Jessop was on board on 20 September 1911, when Olympic left from Southampton and collided with the British warship HMS Hawke.
There were no fatalities and, despite damage, the ship was able to make it back to port without sinking. Jessop chose not to discuss this collision in her memoirs.
She continued to work on Olympic until April 1912, when she was transferred to sister ship Titanic.
Jessop boarded RMS Titanic as a stewardess on 10 April 1912, at age 24. Four days later, on 14 April, it struck an iceberg in the North Atlantic and sank about two hours and forty minutes after the collision.
Jessop described in her memoirs how she was ordered up on deck to serve as an example of how to behave for the non-English speakers who could not follow the instructions given to them. She watched as the crew loaded the lifeboats.

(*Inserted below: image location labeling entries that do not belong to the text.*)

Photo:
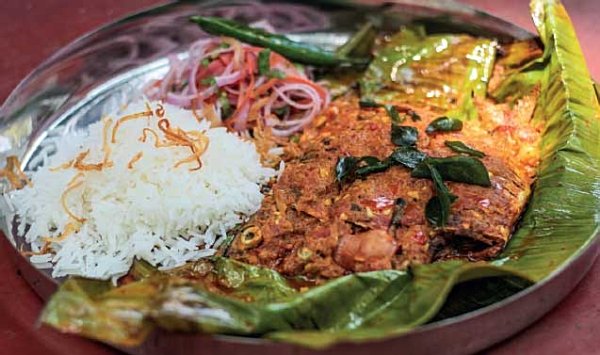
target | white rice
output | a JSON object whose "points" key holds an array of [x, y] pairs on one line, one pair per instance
{"points": [[155, 212]]}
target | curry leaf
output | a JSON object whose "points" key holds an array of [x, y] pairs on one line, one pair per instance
{"points": [[345, 169], [444, 124], [404, 136], [398, 212], [409, 157]]}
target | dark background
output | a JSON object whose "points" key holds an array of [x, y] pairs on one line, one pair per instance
{"points": [[32, 30]]}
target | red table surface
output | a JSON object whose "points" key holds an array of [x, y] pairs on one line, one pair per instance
{"points": [[32, 30]]}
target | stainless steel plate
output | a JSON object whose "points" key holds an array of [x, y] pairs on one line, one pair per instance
{"points": [[107, 68]]}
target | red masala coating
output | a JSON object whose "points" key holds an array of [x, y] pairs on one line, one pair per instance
{"points": [[309, 225]]}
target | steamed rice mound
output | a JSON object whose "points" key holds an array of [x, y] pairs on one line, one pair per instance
{"points": [[156, 209]]}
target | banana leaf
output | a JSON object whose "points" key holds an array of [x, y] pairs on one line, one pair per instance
{"points": [[442, 71], [225, 296]]}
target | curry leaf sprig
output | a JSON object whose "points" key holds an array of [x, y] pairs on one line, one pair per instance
{"points": [[461, 147], [464, 169]]}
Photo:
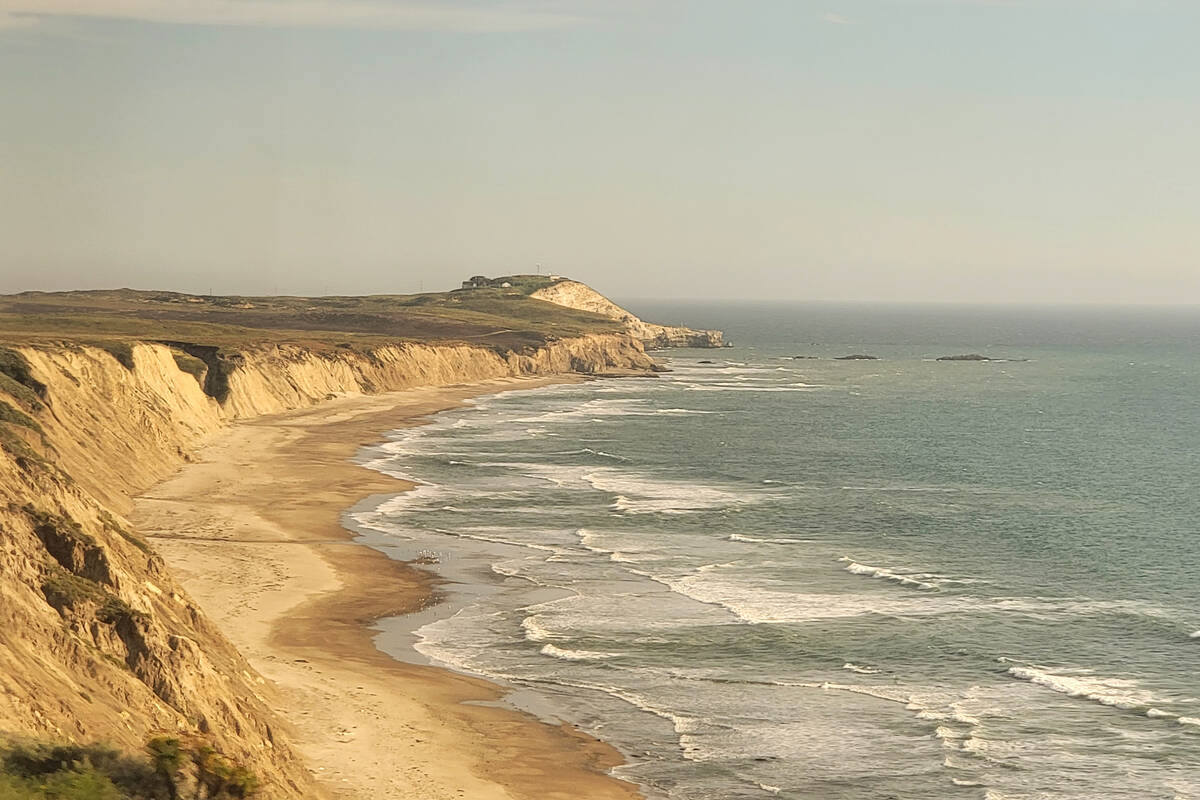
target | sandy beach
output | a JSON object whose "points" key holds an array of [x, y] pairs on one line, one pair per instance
{"points": [[252, 529]]}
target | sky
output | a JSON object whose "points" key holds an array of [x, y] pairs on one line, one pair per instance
{"points": [[826, 150]]}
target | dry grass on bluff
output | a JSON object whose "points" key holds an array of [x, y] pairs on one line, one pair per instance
{"points": [[502, 318]]}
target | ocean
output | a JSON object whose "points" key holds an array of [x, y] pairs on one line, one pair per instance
{"points": [[774, 573]]}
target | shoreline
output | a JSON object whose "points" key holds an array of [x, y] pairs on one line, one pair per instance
{"points": [[253, 529]]}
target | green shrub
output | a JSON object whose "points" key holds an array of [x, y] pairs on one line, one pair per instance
{"points": [[19, 391], [48, 771], [191, 365], [15, 367], [120, 350], [64, 589], [83, 783]]}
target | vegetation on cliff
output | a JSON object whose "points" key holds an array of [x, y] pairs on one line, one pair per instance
{"points": [[105, 394], [169, 769]]}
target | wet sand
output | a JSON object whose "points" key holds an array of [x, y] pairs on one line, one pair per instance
{"points": [[252, 529]]}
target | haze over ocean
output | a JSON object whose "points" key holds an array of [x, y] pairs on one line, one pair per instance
{"points": [[768, 576]]}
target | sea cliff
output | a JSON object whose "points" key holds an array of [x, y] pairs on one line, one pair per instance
{"points": [[97, 639]]}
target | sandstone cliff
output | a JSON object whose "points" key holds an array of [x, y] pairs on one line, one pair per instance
{"points": [[97, 642], [581, 296]]}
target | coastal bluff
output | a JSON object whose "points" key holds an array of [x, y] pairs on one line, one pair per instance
{"points": [[102, 395], [573, 294]]}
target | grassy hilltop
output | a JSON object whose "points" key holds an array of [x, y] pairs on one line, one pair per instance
{"points": [[502, 318]]}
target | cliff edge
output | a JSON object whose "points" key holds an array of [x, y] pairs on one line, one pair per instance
{"points": [[97, 639], [573, 294]]}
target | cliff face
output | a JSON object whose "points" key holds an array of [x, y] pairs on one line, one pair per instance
{"points": [[97, 642], [573, 294]]}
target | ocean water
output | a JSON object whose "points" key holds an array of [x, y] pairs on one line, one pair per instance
{"points": [[762, 576]]}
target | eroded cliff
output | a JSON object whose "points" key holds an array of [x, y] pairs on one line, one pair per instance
{"points": [[97, 641], [573, 294]]}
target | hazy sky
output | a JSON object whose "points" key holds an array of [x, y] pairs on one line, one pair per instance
{"points": [[1007, 150]]}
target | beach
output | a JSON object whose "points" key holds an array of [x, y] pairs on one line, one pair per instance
{"points": [[252, 527]]}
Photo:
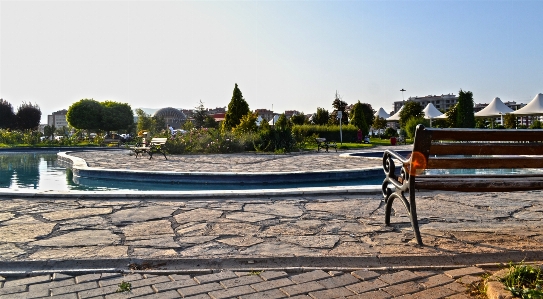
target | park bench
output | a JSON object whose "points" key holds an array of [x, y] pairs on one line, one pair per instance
{"points": [[322, 143], [467, 149], [157, 145], [109, 142]]}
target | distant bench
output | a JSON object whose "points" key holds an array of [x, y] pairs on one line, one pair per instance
{"points": [[110, 142], [157, 145], [462, 149], [322, 143]]}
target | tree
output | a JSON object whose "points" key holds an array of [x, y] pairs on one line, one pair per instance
{"points": [[237, 108], [298, 119], [368, 113], [116, 116], [85, 114], [199, 116], [339, 105], [210, 122], [536, 125], [465, 117], [321, 117], [28, 116], [7, 116], [145, 121], [510, 121], [247, 123], [451, 116], [410, 109], [284, 140], [358, 118], [49, 131]]}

She was later ordered into lifeboat 16, and as the boat was being lowered, one of Titanic's officers gave her a baby to look after. The next morning, Jessop and the rest of the survivors were rescued by the RMS Carpathia and taken to New York City on April 18.
According to Jessop, while on board Carpathia, a woman, presumably the baby's mother, grabbed the baby she was holding and ran off crying, without saying a word. After arriving in New York City, she later returned to Southampton.
In the First World War, Jessop was a stewardess for the British Red Cross. On the morning of 21 November 1916, she was aboard HMHS Britannic, the younger sister ship of Olympic and Titanic that had been converted into a hospital ship, when it sank in the Aegean Sea after detonating a German naval mine.
Britannic sank within 55 minutes, killing 30 of the 1,066 people on board.
While Britannic was sinking, Jessop and other passengers were nearly killed by the ship's propellers that were shredding lifeboats that collided with the propellers.
Jessop had to jump out of her lifeboat, resulting in a traumatic head injury which she survived.
In her memoirs, she described the scene she witnessed as Britannic went under: "The white pride of the ocean's medical world ... dipped her head a little, then a little lower and still lower.
All the deck machinery fell into the sea like a child's toys.
Then she took a fearful plunge, her stern rearing hundreds of feet into the air until with a final roar, she disappeared into the depths." Arthur John Priest and Archie Jewell, two other survivors of the Titanic, were also onboard and both survived.
Jessop returned to work for White Star Line in 1920, before joining Red Star Line and then Royal Mail Line again.
During her tenure with Red Star, Jessop went on two cruises around the World on the company's largest ship, Belgenland. When Jessop was 36, she married John James Lewis, a fellow White Star Line steward.
Lewis had served aboard the Olympic and the RMS Majestic. They divorced around a year later. In 1950, she retired to Great Ashfield, Suffolk.
Years after her retirement, Jessop claimed to have received a telephone call, on a stormy night, from a woman who asked Jessop if she had saved a baby on the night that Titanic sank. "Yes," Jessop replied.
The voice then said "I was that baby," laughed, and hung up. Her friend and biographer John Maxtone-Graham said it was most likely some children in the village playing a joke on her.
She replied, "No, John, I had never told that story to anyone before I told you now." Records indicate that the only baby on lifeboat 16 was Assad Thomas, who was handed to Edwina Troutt, and later reunited with his mother on Carpathia.
However, Assad Thomas died on 12th June 1931 so would not have been the person making the telephone call.
But reports also failed to mention that there was another baby called Milvina Dean who was 2 months old during the sinking of RMS Titanic so she also could have been the one who made the call.
Jessop died of congestive heart failure in 1971 at the age of 83.